Piggybacking on Cometman. A boater wiser than me once said, "One stroke in the morning is worth 2 in the afternoon". I would add sometimes 5 or 6.


----------



## griz (Sep 19, 2005)

The sometimes ridiculously fierce headwinds in that region and being in a tippy canoe is also probably your biggest hazard on that run, too. 

So don't discount that previous advice on early starts and it should be a fun trip.

Noobs gotta start someplace and your timing and run seem a good choice to me.

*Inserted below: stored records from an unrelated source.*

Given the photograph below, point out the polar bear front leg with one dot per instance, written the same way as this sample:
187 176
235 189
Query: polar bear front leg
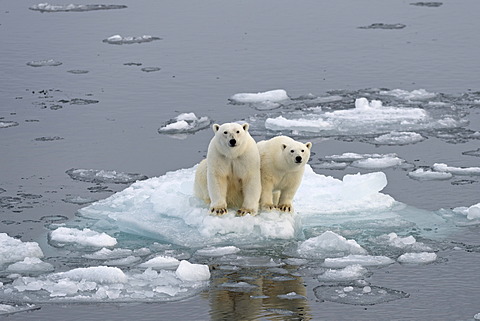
217 189
252 188
266 198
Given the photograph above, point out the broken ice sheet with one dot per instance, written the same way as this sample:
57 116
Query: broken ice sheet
104 176
355 295
185 123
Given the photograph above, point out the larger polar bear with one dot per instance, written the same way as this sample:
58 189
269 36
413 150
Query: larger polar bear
282 166
230 176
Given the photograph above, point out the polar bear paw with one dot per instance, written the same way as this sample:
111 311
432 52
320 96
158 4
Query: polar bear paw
285 207
219 211
245 211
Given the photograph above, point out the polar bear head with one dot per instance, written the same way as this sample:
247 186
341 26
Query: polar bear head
296 153
231 135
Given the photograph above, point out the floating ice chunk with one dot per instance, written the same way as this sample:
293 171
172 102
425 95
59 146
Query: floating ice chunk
13 250
30 265
473 212
107 254
399 138
378 163
119 40
418 94
161 262
79 200
44 63
423 174
165 209
185 123
97 274
46 7
417 258
361 260
356 295
272 96
218 251
387 26
189 272
366 118
292 296
104 176
6 309
440 167
301 124
6 124
85 237
349 273
329 244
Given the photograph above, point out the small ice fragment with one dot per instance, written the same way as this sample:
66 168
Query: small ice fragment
85 237
189 272
423 174
272 96
218 251
417 258
161 262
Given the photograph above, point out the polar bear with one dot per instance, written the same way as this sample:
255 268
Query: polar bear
282 165
230 175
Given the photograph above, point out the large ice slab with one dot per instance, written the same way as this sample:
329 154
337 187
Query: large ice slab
164 208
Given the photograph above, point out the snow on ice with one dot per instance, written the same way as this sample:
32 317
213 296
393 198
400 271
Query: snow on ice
184 124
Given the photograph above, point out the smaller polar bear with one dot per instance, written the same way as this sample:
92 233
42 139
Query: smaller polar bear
282 165
230 176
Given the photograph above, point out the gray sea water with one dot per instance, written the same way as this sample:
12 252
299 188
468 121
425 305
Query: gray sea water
72 99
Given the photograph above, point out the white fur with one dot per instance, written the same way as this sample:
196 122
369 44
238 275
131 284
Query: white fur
281 173
230 176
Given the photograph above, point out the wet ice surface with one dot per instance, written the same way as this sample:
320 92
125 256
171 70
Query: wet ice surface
386 117
103 176
46 7
120 40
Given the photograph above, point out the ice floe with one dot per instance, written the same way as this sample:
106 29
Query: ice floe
47 7
13 250
85 237
417 258
119 40
355 259
104 176
417 94
348 273
329 244
440 167
165 209
358 295
368 117
399 138
7 124
185 123
44 63
272 96
424 174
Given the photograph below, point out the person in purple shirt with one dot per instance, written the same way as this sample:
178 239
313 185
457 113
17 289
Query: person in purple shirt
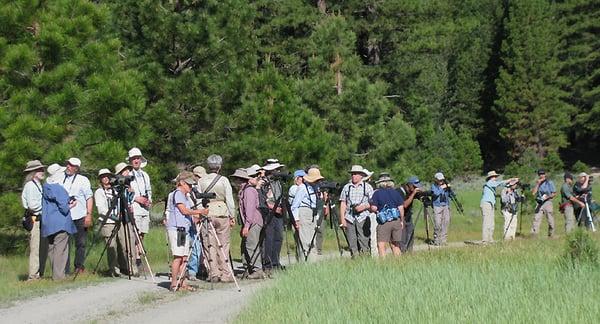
252 222
387 199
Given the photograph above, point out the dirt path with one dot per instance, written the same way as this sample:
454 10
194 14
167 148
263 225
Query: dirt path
141 301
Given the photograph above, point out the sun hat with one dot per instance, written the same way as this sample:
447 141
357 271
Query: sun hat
187 177
358 169
74 161
241 173
384 177
299 173
313 175
55 169
199 171
33 165
122 166
253 170
414 180
104 172
491 174
439 176
137 152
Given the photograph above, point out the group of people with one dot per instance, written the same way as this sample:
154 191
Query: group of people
61 209
575 197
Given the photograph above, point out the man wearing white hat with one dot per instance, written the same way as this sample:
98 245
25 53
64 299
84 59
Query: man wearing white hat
80 190
355 209
221 215
441 209
142 189
304 208
487 204
31 197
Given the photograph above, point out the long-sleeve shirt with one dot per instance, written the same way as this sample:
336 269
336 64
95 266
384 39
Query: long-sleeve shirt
489 191
56 215
31 197
248 197
223 205
141 188
305 197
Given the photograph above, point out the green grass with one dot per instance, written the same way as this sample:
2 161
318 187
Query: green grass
518 282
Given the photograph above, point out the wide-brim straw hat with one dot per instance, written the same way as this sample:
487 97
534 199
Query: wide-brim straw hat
122 166
492 174
358 169
313 175
33 165
241 174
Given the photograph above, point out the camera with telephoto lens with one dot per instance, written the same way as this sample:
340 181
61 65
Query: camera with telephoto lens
329 185
121 180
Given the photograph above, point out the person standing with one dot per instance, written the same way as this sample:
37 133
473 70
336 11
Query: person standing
354 206
304 209
441 209
31 198
252 223
221 217
544 191
388 200
568 200
57 223
80 190
488 203
142 190
408 191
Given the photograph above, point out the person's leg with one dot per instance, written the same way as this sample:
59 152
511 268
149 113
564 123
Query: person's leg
34 251
549 211
277 241
59 255
569 218
80 238
438 213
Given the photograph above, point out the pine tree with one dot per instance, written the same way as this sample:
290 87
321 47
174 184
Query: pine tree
529 109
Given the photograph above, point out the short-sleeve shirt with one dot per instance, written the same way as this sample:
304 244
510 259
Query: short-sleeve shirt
356 194
566 192
386 198
177 219
79 187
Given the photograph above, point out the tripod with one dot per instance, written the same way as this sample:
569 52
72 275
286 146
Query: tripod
124 220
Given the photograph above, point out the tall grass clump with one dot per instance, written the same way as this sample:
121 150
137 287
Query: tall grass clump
581 250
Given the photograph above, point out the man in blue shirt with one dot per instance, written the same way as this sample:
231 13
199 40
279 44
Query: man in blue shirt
441 209
488 201
543 191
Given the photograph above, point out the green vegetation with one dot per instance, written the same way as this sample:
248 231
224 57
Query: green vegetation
511 283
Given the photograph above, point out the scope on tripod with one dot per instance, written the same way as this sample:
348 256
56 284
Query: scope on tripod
120 180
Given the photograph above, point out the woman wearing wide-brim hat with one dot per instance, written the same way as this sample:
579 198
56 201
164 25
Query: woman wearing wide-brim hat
488 201
31 197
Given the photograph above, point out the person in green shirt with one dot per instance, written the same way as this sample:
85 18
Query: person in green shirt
567 201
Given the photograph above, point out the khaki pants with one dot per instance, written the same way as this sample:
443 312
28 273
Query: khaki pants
116 251
487 231
510 225
441 224
546 209
570 221
58 251
218 266
38 252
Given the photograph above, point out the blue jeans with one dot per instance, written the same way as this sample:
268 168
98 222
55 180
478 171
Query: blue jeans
194 261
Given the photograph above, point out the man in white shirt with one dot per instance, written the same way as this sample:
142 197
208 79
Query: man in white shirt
80 190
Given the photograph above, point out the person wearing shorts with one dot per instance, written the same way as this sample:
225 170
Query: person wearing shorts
178 226
388 231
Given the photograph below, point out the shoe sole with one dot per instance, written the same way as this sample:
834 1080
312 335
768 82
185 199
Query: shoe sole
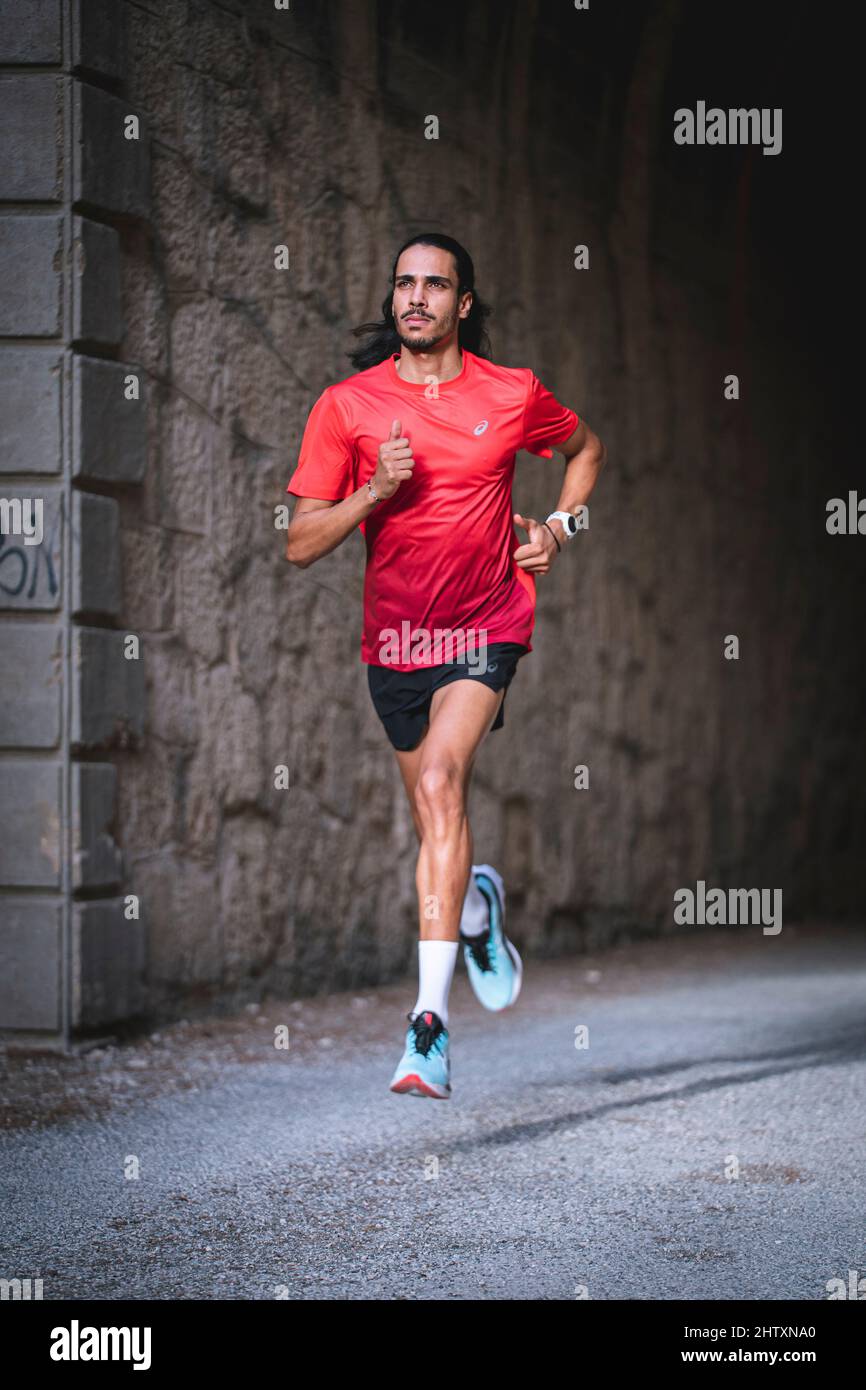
509 945
413 1084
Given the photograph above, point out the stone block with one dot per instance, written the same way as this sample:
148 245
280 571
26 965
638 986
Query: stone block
31 573
96 560
110 171
107 963
31 263
31 31
99 36
107 691
29 410
96 859
96 284
31 676
31 138
31 963
109 430
29 824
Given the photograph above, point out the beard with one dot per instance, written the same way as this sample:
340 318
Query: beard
427 342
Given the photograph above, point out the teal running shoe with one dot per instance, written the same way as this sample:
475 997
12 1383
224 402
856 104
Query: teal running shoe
424 1069
495 969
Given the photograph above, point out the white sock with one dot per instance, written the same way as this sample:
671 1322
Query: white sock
476 911
437 962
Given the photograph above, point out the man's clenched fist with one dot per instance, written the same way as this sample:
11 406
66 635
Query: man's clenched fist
395 463
537 553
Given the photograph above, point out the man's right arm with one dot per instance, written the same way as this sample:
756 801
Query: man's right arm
317 526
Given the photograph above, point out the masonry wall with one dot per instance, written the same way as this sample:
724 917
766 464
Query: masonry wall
305 128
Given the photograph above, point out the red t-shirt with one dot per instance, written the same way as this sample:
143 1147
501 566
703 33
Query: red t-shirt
439 552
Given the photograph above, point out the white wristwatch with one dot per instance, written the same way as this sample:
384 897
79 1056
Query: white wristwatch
569 523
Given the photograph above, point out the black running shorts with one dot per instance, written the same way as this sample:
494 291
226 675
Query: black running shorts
402 698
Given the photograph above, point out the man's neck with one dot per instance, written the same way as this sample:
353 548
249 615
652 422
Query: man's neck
442 363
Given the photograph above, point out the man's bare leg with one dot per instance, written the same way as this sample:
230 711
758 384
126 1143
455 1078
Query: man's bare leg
460 715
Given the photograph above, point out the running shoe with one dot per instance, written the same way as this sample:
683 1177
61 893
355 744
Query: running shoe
495 969
424 1068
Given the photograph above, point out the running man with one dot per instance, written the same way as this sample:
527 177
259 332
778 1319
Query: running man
419 451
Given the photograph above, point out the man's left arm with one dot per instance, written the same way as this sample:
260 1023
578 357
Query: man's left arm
585 456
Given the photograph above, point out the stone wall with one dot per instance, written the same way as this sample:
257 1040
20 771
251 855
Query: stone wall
305 128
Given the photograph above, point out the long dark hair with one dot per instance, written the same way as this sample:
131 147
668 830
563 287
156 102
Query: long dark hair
382 339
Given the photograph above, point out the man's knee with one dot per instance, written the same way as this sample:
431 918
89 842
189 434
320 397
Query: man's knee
439 792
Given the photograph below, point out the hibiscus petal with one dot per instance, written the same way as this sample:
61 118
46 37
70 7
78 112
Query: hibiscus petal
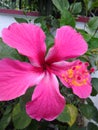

Also, remember to tell the newbert that a swamped out open canoe, even in milder currents like this run, is a potentially dangerous, lethal thing to be between it and a hard place. It will crush the f$ck out of you and not care one bit. So stay on the upstream side if you swamp and are maneuvering it to shore. Your 80 lb. canoe now weighs more than a couple cars for perspective.


----------



## Chief Niwot (Oct 13, 2003)

Go for it, just be sure to have air bag floatation in the boat.


----------



## Sparks1000 (Jul 5, 2018)

It's totally fine. I canoed that stretch last weekend. The river was ridiculously low and we hit bottom through a couple spots. While there were still some weird swirls at Black Rocks, stay in the middle and there won't be any issues. And certainly heed what Griz is saying...


----------



## 76763 (Jul 16, 2018)

I just did RH week before last solo in a packraft at 2400 cfs. Never say never, but I have a hard time imagining anyone getting into significant trouble at that flow. Maybe a few scrapes if you grounded out in a riffle or ran into a rock as you were landing, but even then...generally pretty slow moving with the occasional riffle. No whitewater at all, maybe a I+ section about 30' long around the Black Rocks section. I saw several canoeists, they seemed to be having a good time. Even saw a young couple in bathing suits on paddleboards, they did fine. 

-Tom


----------